# Bakers Dozen on a Neap Tide



## Flounder9.75 (Sep 28, 2007)

Me and Sydney were on the water by 8 and picked up these before we ran out of clear water at about 10. 
I let her gig most of them note the body shot.


----------



## jtrump (May 26, 2014)

Nice fish! Gotta work on those headshots 


I saw a post by you awhile back with you're light setup, I really like the idea of no glare and using underwater bulbs, " lots of wind always here-ripples etc" however 120v scares me, would you mind I pm you sometime on how exactly you built them?


----------



## bamafan611 (Mar 1, 2010)

Great couple of hours Marc.As hard as we try head shots don't always happen. Good job Sydney, groceries are better than a headshot any day.


----------



## Night Shift (Nov 5, 2012)

I always say you can fry the holes


----------



## Flounder9.75 (Sep 28, 2007)

jtrump said:


> Nice fish! Gotta work on those headshots
> 
> 
> I saw a post by you awhile back with you're light setup, I really like the idea of no glare and using underwater bulbs, " lots of wind always here-ripples etc" however 120v scares me, would you mind I pm you sometime on how exactly you built them?


Just get some Woodhead water proof sockets and make sure all your connections are sealed up good and then put a bead of silicone around the lip of the socket to seal up the bulb.
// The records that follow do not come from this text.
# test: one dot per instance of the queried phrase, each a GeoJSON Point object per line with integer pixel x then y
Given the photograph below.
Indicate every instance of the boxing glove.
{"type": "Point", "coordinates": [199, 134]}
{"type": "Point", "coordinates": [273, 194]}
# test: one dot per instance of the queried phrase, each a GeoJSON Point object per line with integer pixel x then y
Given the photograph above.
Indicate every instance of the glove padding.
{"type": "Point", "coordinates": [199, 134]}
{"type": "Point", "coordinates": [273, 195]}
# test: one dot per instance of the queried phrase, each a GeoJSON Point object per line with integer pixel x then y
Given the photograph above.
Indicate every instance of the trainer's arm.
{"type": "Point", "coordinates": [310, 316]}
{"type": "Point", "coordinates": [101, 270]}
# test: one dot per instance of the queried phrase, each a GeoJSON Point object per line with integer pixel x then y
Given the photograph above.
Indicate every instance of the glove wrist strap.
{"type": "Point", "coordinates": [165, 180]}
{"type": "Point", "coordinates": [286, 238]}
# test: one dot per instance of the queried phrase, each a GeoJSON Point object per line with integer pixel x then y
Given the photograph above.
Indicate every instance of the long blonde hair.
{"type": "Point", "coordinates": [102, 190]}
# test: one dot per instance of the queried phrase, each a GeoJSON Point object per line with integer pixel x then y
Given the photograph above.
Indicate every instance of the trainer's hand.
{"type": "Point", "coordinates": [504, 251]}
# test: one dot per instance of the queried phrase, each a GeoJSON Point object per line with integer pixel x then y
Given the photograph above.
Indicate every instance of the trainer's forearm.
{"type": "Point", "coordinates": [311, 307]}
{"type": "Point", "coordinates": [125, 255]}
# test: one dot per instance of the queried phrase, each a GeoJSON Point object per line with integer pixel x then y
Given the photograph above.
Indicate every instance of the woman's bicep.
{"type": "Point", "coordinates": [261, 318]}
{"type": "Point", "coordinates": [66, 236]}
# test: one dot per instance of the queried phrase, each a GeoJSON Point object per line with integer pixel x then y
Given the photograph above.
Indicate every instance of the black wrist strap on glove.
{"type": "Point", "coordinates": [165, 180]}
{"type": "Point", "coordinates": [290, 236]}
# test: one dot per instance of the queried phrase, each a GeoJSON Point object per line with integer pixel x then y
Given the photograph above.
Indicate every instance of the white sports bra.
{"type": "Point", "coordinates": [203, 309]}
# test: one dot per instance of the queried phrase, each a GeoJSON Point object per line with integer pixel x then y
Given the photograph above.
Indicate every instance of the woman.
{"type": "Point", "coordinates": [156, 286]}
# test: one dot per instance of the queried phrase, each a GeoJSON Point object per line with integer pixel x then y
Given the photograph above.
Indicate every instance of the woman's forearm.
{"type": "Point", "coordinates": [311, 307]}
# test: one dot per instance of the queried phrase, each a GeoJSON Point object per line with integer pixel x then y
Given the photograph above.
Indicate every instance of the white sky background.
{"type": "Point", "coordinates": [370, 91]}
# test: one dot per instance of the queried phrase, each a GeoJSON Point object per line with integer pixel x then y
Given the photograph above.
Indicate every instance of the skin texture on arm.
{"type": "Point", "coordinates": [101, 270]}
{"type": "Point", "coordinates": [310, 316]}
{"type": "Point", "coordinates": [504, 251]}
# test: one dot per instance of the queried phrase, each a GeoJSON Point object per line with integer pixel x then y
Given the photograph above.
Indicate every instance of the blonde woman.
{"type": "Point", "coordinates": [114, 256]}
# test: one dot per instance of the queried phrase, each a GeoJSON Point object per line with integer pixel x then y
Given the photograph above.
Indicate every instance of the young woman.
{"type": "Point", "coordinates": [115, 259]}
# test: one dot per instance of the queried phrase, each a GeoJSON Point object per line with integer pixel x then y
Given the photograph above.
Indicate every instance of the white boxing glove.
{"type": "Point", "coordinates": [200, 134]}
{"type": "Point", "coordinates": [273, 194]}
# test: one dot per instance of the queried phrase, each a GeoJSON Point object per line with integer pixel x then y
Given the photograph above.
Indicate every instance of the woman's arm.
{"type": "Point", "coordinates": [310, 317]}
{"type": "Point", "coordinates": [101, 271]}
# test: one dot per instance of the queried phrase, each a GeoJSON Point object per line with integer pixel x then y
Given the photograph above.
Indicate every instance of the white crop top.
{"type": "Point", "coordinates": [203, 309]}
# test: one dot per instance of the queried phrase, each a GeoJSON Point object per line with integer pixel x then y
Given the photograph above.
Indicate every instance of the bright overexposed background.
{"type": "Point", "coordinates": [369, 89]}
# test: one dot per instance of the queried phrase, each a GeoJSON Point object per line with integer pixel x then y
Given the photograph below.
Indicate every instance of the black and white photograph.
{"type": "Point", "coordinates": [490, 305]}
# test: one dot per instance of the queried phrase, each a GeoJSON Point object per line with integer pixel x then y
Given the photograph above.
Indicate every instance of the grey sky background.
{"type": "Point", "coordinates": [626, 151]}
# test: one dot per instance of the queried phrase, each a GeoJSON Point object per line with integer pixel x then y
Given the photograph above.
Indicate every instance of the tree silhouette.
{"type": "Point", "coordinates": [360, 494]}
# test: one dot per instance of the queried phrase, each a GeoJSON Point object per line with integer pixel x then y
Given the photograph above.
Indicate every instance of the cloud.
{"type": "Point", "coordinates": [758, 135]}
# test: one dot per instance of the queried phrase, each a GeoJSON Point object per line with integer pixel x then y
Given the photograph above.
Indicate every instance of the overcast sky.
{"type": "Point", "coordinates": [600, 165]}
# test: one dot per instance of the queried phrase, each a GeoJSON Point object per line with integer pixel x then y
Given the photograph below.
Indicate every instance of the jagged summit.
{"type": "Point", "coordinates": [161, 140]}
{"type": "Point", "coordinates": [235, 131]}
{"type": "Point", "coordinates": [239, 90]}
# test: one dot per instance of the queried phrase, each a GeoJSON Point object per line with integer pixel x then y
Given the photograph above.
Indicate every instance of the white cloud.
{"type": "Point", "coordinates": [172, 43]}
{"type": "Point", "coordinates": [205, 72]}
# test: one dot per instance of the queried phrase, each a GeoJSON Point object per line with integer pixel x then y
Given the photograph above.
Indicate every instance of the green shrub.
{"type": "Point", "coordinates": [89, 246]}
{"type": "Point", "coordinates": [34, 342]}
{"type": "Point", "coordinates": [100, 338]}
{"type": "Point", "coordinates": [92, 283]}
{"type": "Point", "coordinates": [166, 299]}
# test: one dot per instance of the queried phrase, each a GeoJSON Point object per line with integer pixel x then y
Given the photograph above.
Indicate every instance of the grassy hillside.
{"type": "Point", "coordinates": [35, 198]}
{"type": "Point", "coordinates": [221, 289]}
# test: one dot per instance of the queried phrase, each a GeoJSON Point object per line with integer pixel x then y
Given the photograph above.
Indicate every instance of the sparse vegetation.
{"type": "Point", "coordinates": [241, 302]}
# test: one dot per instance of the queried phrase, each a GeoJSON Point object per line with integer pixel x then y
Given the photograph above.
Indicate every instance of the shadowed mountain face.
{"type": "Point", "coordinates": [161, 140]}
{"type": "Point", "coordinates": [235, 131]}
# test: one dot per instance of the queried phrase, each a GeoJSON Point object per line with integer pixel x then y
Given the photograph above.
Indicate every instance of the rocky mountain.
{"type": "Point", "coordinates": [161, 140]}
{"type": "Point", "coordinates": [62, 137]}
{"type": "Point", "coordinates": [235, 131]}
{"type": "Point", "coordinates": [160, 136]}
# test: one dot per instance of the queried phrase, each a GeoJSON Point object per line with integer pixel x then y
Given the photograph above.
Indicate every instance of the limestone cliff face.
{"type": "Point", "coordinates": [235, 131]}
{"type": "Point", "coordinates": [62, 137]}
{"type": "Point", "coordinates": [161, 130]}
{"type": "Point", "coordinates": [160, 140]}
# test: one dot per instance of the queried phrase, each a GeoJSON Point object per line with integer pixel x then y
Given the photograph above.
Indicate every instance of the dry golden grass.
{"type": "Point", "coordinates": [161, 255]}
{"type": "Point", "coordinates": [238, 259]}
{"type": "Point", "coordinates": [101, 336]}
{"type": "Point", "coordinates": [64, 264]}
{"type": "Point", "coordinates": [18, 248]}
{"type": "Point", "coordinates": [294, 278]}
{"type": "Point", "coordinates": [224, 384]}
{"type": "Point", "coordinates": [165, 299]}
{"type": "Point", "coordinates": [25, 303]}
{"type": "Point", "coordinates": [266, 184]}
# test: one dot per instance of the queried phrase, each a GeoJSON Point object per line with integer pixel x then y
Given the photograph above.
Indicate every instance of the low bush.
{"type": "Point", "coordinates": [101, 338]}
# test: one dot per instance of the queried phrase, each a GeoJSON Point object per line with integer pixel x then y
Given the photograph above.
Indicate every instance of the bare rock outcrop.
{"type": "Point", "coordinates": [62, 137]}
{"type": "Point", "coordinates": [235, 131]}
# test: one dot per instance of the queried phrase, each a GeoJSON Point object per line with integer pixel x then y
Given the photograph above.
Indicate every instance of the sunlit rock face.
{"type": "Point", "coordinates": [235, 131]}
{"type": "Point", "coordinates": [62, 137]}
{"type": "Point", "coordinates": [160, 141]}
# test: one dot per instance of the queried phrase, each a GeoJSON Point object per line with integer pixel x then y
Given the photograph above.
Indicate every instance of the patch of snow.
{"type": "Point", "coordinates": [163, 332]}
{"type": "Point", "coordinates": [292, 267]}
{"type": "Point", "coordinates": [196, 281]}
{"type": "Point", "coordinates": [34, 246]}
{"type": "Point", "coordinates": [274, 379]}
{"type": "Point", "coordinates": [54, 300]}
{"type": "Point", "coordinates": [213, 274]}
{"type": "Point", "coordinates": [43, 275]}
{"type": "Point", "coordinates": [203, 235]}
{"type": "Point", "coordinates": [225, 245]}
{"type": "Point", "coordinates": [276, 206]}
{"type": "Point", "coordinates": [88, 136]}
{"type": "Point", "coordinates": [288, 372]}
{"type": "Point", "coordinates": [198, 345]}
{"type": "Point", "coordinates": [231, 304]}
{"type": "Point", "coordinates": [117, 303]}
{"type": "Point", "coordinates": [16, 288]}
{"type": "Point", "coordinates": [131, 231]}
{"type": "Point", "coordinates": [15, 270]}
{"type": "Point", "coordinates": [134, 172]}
Or just get some underwater LEDs 
When I started using these 25yrs ago they didn't have LEDs


----------



## Flounder9.75 (Sep 28, 2007)

PM if you more ?


----------



## Gnwdad (Oct 14, 2007)

Wirelessly posted (Air Force 1)

Can complain for a Neap Tide!


----------



## Night Wing (May 16, 2011)

Nice "Baker's Dozen". :thumbsup:


----------